Sling Blue includes Thursday and Sunday games on Fox, NBC and the NFL Network. Sling Orange includes Monday night games on ESPN. And if you want to add the NFL RedZone, you'll need Sling Blue. Blue -- but not Orange -- subscribers can add the $10-a-month Sports Extra package, which includes NFL RedZone. Sling TV does not offer CBS, which typically carries AFC games on Sunday afternoons.

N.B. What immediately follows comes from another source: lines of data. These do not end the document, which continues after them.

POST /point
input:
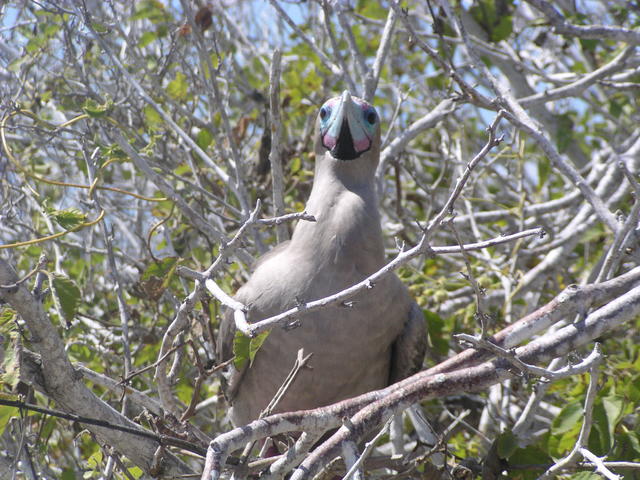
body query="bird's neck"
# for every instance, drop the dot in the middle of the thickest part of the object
(347, 225)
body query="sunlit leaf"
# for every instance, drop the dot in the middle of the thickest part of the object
(66, 296)
(177, 88)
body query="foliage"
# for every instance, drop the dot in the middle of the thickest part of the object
(134, 110)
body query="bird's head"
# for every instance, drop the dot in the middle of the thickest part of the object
(348, 127)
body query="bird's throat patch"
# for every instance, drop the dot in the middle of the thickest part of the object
(344, 147)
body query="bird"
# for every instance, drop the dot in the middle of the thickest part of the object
(378, 337)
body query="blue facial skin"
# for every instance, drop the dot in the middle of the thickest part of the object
(347, 126)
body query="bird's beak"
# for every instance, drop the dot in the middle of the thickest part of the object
(346, 137)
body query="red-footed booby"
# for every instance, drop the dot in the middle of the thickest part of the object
(377, 340)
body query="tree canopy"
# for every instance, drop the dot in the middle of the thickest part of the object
(150, 151)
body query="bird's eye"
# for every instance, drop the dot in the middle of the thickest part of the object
(371, 116)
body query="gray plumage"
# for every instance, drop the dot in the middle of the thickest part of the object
(378, 340)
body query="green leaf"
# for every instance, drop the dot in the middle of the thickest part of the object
(68, 219)
(241, 349)
(7, 317)
(177, 88)
(95, 109)
(161, 269)
(135, 472)
(10, 372)
(146, 38)
(255, 344)
(435, 327)
(245, 348)
(6, 414)
(152, 10)
(569, 417)
(204, 138)
(66, 296)
(68, 474)
(586, 476)
(494, 16)
(153, 117)
(564, 132)
(507, 444)
(155, 279)
(614, 408)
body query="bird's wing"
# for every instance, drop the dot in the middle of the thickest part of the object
(410, 346)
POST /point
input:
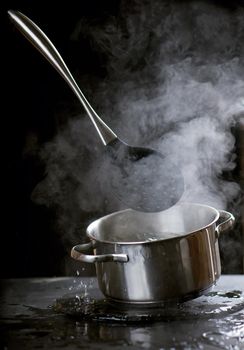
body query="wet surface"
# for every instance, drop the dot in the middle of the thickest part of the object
(72, 314)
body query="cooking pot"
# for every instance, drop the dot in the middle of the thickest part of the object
(146, 258)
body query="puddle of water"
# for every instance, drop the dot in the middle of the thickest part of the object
(89, 308)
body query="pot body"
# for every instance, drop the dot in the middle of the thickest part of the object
(160, 269)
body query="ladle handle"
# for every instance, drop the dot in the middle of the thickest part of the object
(41, 42)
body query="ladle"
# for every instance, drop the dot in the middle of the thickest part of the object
(142, 178)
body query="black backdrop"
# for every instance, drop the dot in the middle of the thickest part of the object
(32, 92)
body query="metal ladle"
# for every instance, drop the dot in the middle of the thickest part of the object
(142, 178)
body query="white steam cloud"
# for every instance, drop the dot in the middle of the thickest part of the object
(175, 83)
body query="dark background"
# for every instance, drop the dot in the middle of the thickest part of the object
(33, 98)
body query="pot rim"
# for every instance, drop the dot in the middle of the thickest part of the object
(91, 236)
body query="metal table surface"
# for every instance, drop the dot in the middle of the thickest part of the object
(31, 318)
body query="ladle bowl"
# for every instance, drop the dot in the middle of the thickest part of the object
(141, 178)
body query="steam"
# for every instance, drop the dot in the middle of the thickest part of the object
(175, 83)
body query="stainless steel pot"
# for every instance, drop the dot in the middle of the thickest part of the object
(156, 257)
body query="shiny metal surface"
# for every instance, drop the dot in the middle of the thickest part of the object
(165, 268)
(134, 172)
(42, 43)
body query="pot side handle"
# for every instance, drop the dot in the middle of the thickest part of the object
(77, 253)
(227, 222)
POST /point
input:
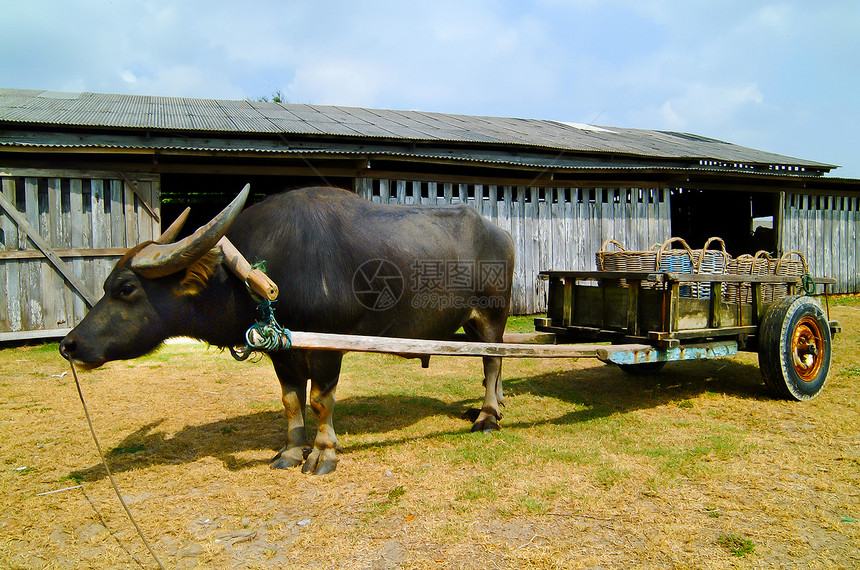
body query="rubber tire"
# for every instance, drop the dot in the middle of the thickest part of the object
(785, 318)
(643, 369)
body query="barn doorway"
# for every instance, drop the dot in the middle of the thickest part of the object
(744, 220)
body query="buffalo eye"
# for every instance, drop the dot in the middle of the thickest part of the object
(125, 290)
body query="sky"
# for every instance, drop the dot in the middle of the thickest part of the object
(780, 76)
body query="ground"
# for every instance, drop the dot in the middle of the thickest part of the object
(697, 467)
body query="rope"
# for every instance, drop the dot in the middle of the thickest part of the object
(266, 334)
(808, 284)
(110, 475)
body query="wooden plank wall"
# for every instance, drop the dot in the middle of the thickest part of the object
(825, 230)
(89, 219)
(552, 227)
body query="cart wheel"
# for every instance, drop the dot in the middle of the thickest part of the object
(642, 369)
(794, 348)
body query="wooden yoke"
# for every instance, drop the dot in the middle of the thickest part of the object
(255, 279)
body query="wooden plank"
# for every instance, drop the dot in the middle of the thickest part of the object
(406, 346)
(76, 214)
(632, 354)
(52, 285)
(58, 263)
(143, 195)
(30, 279)
(10, 317)
(34, 334)
(73, 253)
(117, 214)
(854, 247)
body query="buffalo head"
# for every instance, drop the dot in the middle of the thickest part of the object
(149, 293)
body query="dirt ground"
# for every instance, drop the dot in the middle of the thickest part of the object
(697, 467)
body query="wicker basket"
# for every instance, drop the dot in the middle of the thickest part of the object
(786, 265)
(710, 262)
(681, 260)
(624, 260)
(759, 264)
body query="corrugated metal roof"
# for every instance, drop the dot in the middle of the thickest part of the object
(189, 116)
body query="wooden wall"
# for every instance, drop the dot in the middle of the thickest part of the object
(61, 232)
(825, 230)
(557, 228)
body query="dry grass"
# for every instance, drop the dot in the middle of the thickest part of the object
(694, 468)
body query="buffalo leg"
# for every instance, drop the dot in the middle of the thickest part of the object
(325, 370)
(481, 328)
(293, 376)
(323, 457)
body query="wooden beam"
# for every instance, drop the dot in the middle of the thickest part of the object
(55, 260)
(133, 185)
(64, 253)
(29, 335)
(423, 347)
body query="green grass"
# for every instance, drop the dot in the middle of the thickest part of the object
(737, 545)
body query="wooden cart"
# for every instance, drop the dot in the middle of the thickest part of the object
(641, 319)
(651, 318)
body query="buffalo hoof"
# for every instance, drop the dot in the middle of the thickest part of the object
(289, 458)
(320, 462)
(487, 425)
(284, 463)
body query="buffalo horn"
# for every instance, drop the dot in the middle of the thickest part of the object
(170, 233)
(160, 260)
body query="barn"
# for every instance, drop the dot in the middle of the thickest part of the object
(86, 175)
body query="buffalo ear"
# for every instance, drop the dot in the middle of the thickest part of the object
(198, 274)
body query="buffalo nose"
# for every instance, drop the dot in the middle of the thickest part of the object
(67, 348)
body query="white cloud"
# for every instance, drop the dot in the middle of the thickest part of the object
(355, 83)
(706, 105)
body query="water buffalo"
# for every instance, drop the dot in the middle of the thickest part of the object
(342, 264)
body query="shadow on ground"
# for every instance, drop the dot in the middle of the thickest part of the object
(596, 391)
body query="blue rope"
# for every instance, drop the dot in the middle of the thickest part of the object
(808, 284)
(266, 334)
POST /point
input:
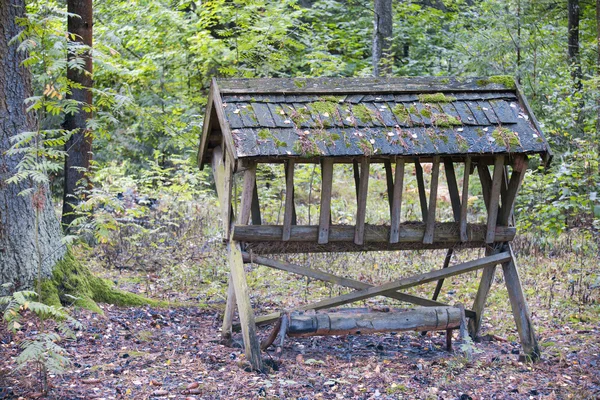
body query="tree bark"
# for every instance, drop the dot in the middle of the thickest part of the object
(79, 146)
(18, 255)
(382, 38)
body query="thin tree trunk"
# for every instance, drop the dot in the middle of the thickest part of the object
(79, 146)
(18, 255)
(382, 38)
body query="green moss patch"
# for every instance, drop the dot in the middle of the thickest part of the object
(73, 283)
(436, 98)
(504, 80)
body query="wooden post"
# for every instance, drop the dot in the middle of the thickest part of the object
(483, 290)
(247, 193)
(289, 211)
(421, 186)
(325, 212)
(361, 211)
(519, 307)
(452, 188)
(389, 178)
(494, 199)
(255, 208)
(430, 227)
(465, 201)
(238, 277)
(397, 201)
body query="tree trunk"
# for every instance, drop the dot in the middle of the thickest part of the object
(18, 254)
(79, 146)
(382, 38)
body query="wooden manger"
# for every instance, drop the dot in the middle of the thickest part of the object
(484, 124)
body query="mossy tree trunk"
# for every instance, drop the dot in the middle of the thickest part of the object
(21, 247)
(18, 255)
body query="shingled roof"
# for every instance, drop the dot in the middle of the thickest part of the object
(344, 117)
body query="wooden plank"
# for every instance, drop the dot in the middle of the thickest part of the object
(361, 207)
(440, 283)
(486, 183)
(327, 85)
(289, 200)
(485, 283)
(255, 207)
(397, 201)
(410, 232)
(452, 188)
(494, 199)
(251, 344)
(338, 280)
(223, 185)
(516, 179)
(228, 314)
(325, 212)
(421, 186)
(247, 194)
(389, 178)
(408, 282)
(519, 307)
(430, 227)
(416, 319)
(465, 201)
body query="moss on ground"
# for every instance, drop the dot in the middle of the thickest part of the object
(73, 283)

Use Sling TV's GameFinder to check if you can watch your live, local feed of Fox and NBC in your area.

Hulu with Live TV

Hulu with Live TV includes CBS, Fox, NBC and ESPN but not NFL Network, which means you'll get games on Sunday afternoon (CBS and Fox), Sunday night (NBC), Monday night (ESPN) and 11 Thursday night games (Fox). Hulu with Live TV costs $40 a month, and you should check to see which live channels Hulu offers in your area.

YouTube TV

Like Hulu with Live TV, YouTube TV costs $40 a month and includes CBS, Fox, NBC and ESPN but not NFL Network. It is currently available in dozens of major metro markets

FuboTV

The sports-centric FuboTV costs $35 for the first month and then $45 a month after that and includes CBS, Fox, NBC and NFL Network but not ESPN. You'll miss out on Monday Night Football on ESPN but will get the games on Sunday afternoons (CBS and Fox), Sunday nights (NBC) and all 13 Thursday night games (NFL Network). The $9-a-month Sports Plus package adds NFL RedZone.

CBS All Access

CBS All Access costs $5.99 a month. Four months of CBS All Access will take you through the NFL season, letting you watch AFC matchups on Sunday afternoons. It makes for a good add-on for Sling TV subscribers, who don't get CBS. (For the record: CNET is a division of CBS.)

Amazon Prime

Amazon Prime will stream the 11 Thursday Night Football games this season that will be simulcast on Fox. In a first, the games on Amazon Prime will also be streamed live for free on the Amazon-owned Twitch, which means you don't need to buy an Amazon Prime membership for the express purpose of watching football.

NFL app

In previous years, only Verizon Wireless subscribers could live stream games on their phones with the NFL mobile app. Now, anyone can get a live NFL stream on their phone, regardless of carrier. You'll be limited to watching on your phone and will see only local, in-market games and the national broadcasts on Thursday, Sunday and Monday nights. Games will also streamed on the Yahoo and Yahoo Sports apps.

Correction, Aug. 9: This article was updated to correct the price for Sling TV's Blue plan, which is now $25 a month.